An amoeba ate the brain of a boy in Nebraska: what this danger is about

La infección ocurre solo cuando el agua que contiene la ameba ingresa a la nariz.


The infection occurs only when the water containing the amoeba enters the nose.

Photo: Kateryna Kon/Shutterstock

The Nebraska Department of Health and Human Services reported that a Nebraska boy died from a suspected Naegleria fowleri, or brain-eating amoeba, infection while swimming in the Elkhorn River near Omaha.

The Douglas County Health Department said Wednesday that the boy died this week and that the Centers for Disease Control and Prevention (CDC) are conducting more tests to confirm the rare infection.

If confirmed, this would be the first known death from a brain-eating amoeba in state history.

“We can only imagine the devastation this family must be feeling, and our deepest condolences go out to them,” Douglas County Health Director Dr. Lindsay Huse said in a statement Wednesday. “We can honor this child’s memory by educating ourselves about the risk and then taking steps to prevent infection.”

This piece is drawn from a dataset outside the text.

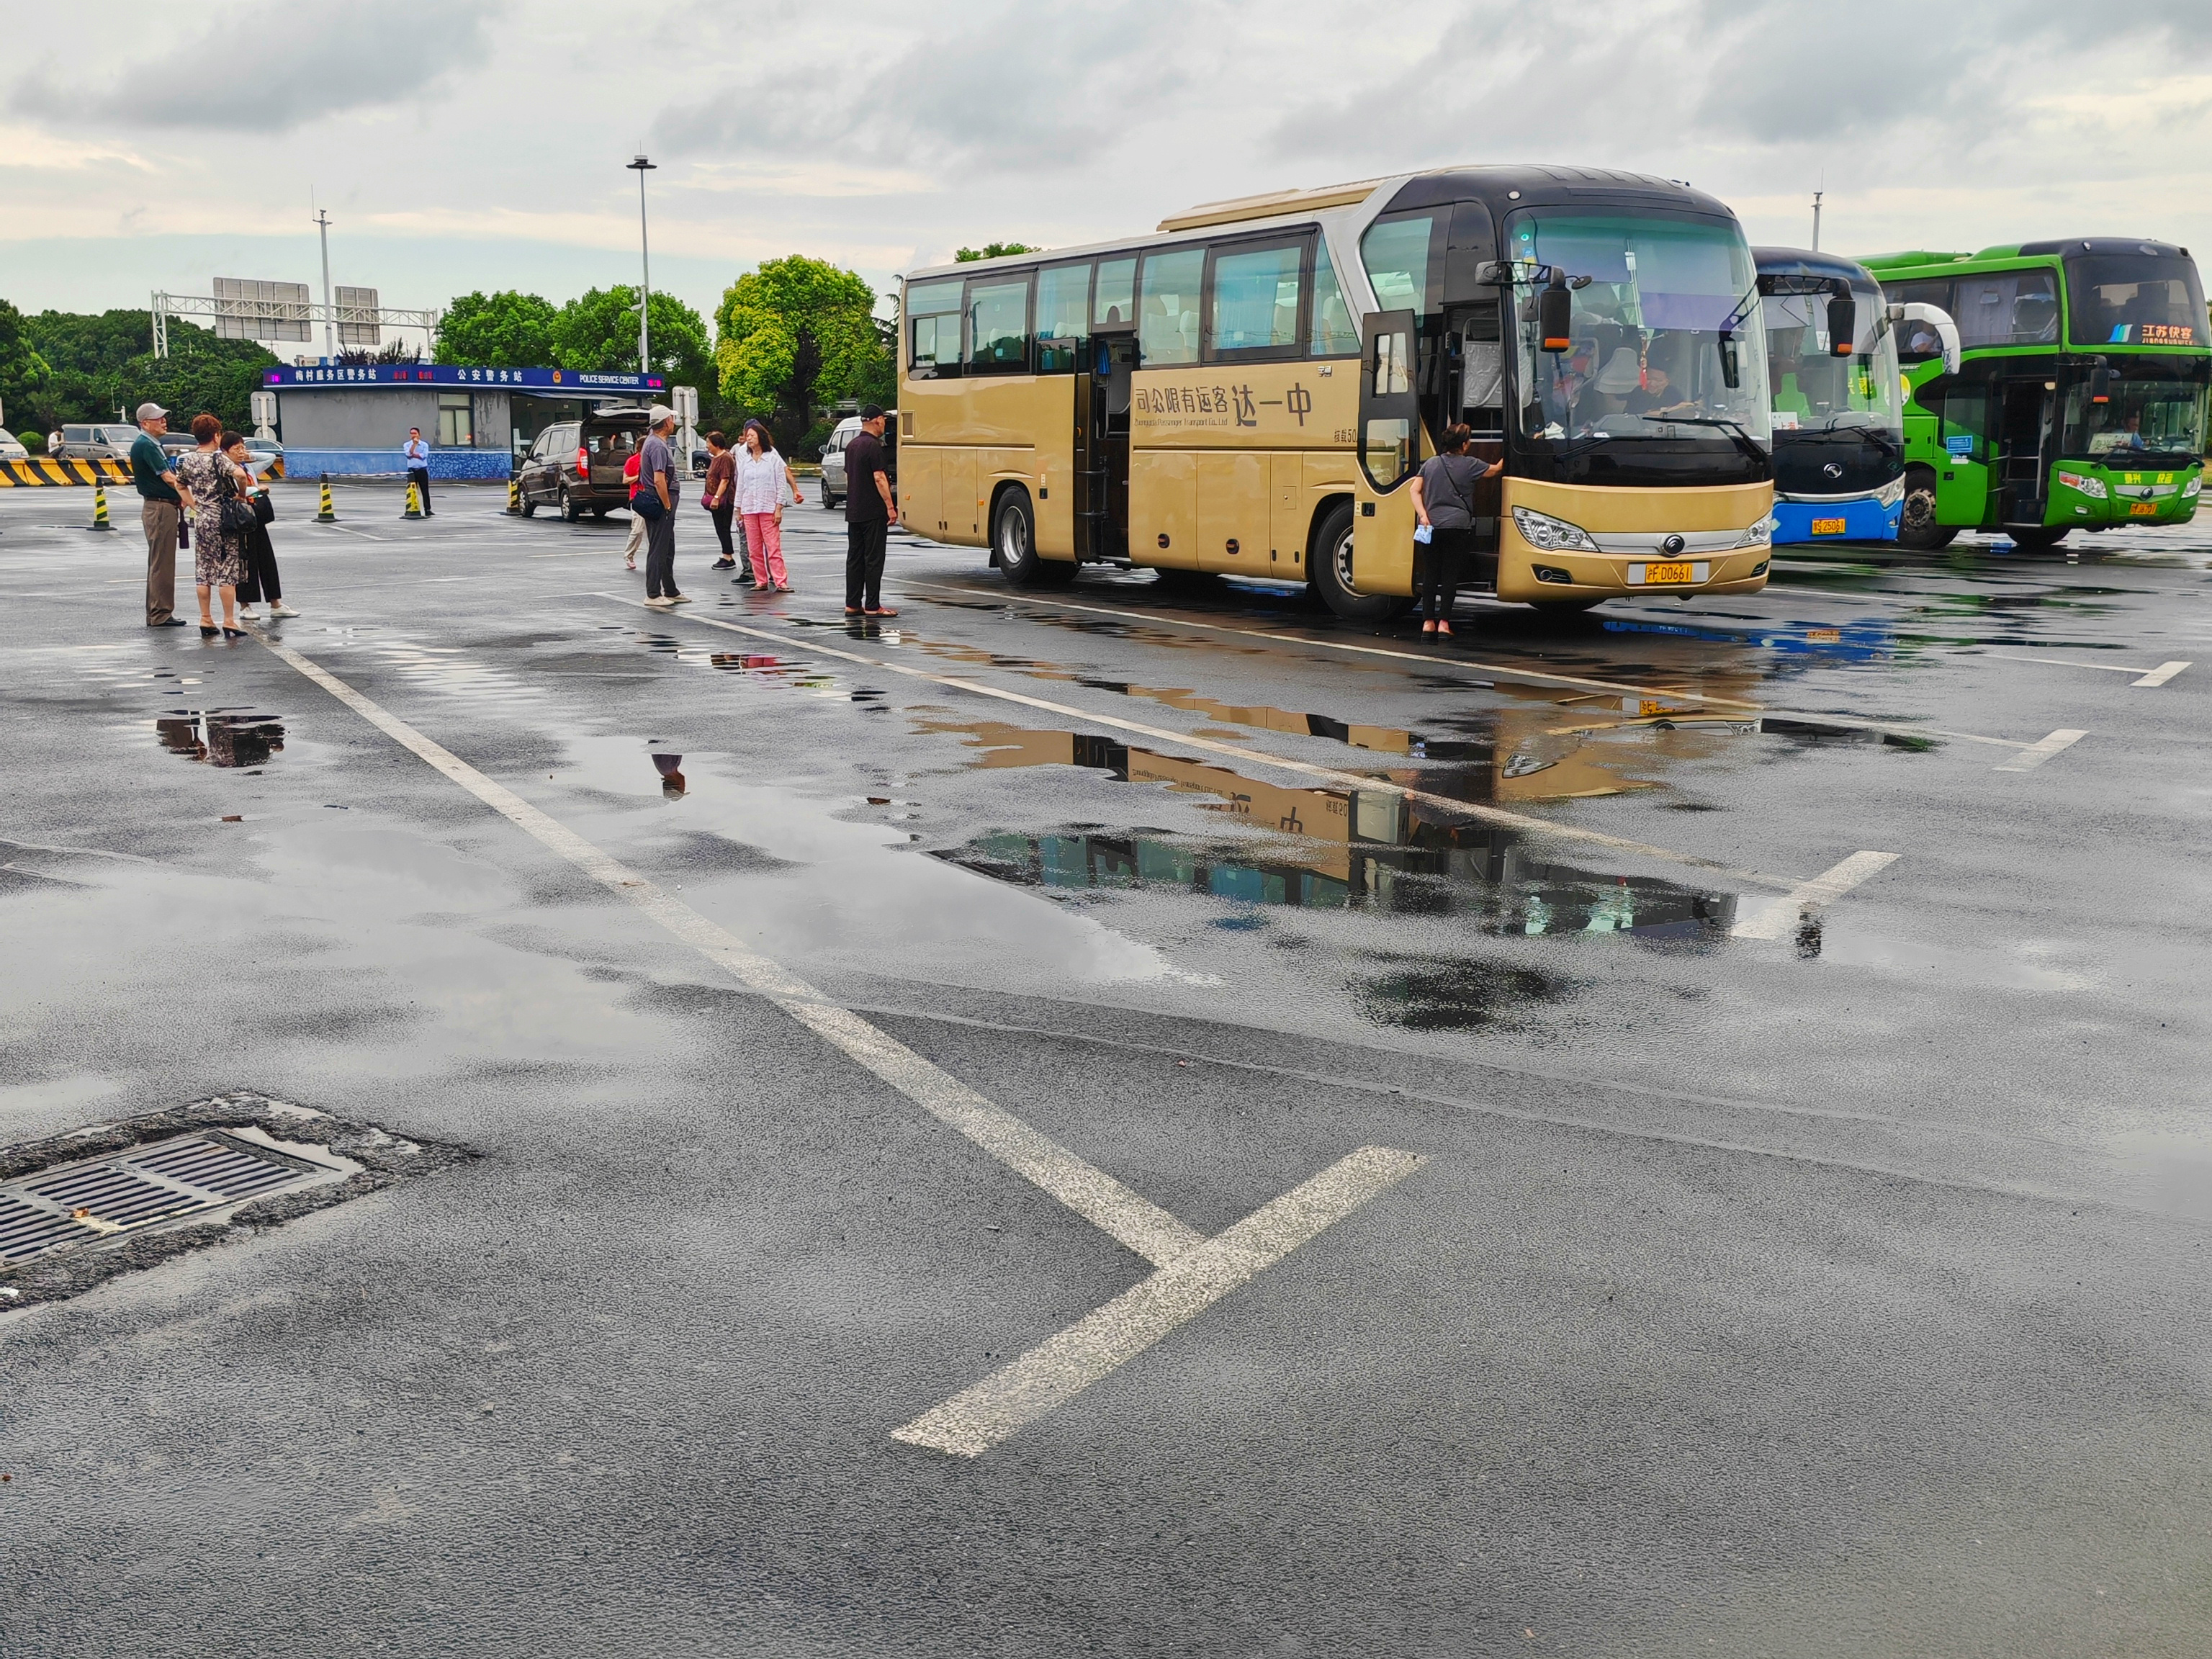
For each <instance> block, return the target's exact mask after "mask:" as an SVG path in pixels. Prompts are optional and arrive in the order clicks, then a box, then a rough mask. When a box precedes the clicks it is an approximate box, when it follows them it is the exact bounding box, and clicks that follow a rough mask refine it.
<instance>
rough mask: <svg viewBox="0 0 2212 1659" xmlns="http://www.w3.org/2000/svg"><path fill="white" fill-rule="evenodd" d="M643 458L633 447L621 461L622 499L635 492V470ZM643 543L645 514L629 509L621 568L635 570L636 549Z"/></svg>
mask: <svg viewBox="0 0 2212 1659" xmlns="http://www.w3.org/2000/svg"><path fill="white" fill-rule="evenodd" d="M644 460H646V456H644V451H641V449H633V451H630V458H628V460H626V462H622V500H630V495H635V493H637V471H639V467H644ZM644 544H646V515H644V513H639V511H635V509H633V511H630V540H628V542H624V544H622V568H624V571H635V568H637V549H641V546H644Z"/></svg>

Brain-eating amoebas in the United States

According to the Nebraska Department of Health, Naegleria fowleri is a type of amoeba that can be found throughout the United States, particularly in the southern states, in warm freshwater lakes, ponds, and rivers.

“Infections generally occur later in the summer, in warmer waters with slower flow, in July, August and September. Cases are most commonly identified in southern states, but more recently have been identified further north,” Nebraska State Epidemiologist Dr. Matthew Donahue said in a statement.

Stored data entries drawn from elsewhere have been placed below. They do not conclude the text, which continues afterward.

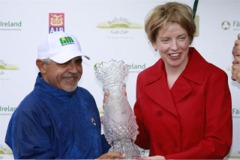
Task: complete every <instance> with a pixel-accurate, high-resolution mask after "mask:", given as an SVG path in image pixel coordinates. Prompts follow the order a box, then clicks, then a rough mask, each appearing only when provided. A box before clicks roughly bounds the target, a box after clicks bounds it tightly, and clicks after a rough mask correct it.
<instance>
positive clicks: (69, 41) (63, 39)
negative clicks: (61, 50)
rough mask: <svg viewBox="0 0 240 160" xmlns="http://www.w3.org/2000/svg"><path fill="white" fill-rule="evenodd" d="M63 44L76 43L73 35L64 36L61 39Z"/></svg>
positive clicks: (62, 45) (60, 42) (71, 43)
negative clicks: (73, 39)
mask: <svg viewBox="0 0 240 160" xmlns="http://www.w3.org/2000/svg"><path fill="white" fill-rule="evenodd" d="M59 40H60V43H61V44H62V46H65V45H69V44H74V41H73V39H72V38H71V37H62V38H60V39H59Z"/></svg>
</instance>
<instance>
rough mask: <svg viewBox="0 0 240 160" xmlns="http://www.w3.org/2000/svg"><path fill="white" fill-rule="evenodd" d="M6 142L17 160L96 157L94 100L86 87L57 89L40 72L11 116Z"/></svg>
mask: <svg viewBox="0 0 240 160" xmlns="http://www.w3.org/2000/svg"><path fill="white" fill-rule="evenodd" d="M5 142H6V143H7V144H8V145H9V147H10V148H11V149H12V151H13V154H14V158H16V159H20V158H24V159H29V158H30V159H50V158H59V159H64V158H68V159H91V158H97V157H99V156H100V155H101V154H102V153H103V151H102V144H101V123H100V118H99V112H98V109H97V106H96V102H95V100H94V98H93V96H92V95H91V94H90V93H89V92H88V91H87V90H86V89H84V88H81V87H78V88H77V89H76V90H75V91H73V92H65V91H63V90H59V89H57V88H55V87H53V86H51V85H49V84H48V83H46V82H45V81H43V80H42V79H41V74H40V73H39V75H38V77H37V80H36V83H35V87H34V90H33V91H32V92H31V93H30V94H29V95H27V96H26V97H25V98H24V100H23V101H22V102H21V103H20V105H19V106H18V108H17V109H16V111H15V112H14V113H13V115H12V117H11V120H10V122H9V126H8V130H7V134H6V138H5ZM104 142H105V143H106V141H104ZM105 146H107V145H105Z"/></svg>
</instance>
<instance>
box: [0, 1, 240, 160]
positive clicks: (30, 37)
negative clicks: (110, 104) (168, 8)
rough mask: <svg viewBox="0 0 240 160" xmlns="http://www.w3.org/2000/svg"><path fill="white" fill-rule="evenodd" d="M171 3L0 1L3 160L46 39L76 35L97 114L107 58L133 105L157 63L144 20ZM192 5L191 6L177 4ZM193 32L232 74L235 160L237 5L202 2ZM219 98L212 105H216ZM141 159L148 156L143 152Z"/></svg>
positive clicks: (239, 20)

When water containing the amoeba enters the nose and reaches the brain, primary amoebic meningoencephalitis (MAP), an “extremely rare but almost always fatal” brain infection, says the state agency.

The CDC recommendation on the best way to avoid this type of infection is avoid swimming and other activities in warm fresh water, if you go underwater, hold your nose or avoid putting your head in the water altogether.

Infections will not occur in pools that have been properly cleaned and disinfected. Naegleria fowleri is also not spread from person to person or by drinking contaminated water: the infection occurs only when water containing amoeba enters the nose.

According to the CDC, there have been about 154 known MAP infections caused by Naegleria fowleri in the US between 1962 and 2021 with only four of those infected surviving.

Symptoms of Naegleria fowleri infection may start with fever, nausea and headaches, according to the CDC. That can progress to stiff neck, seizures, hallucinations, and coma.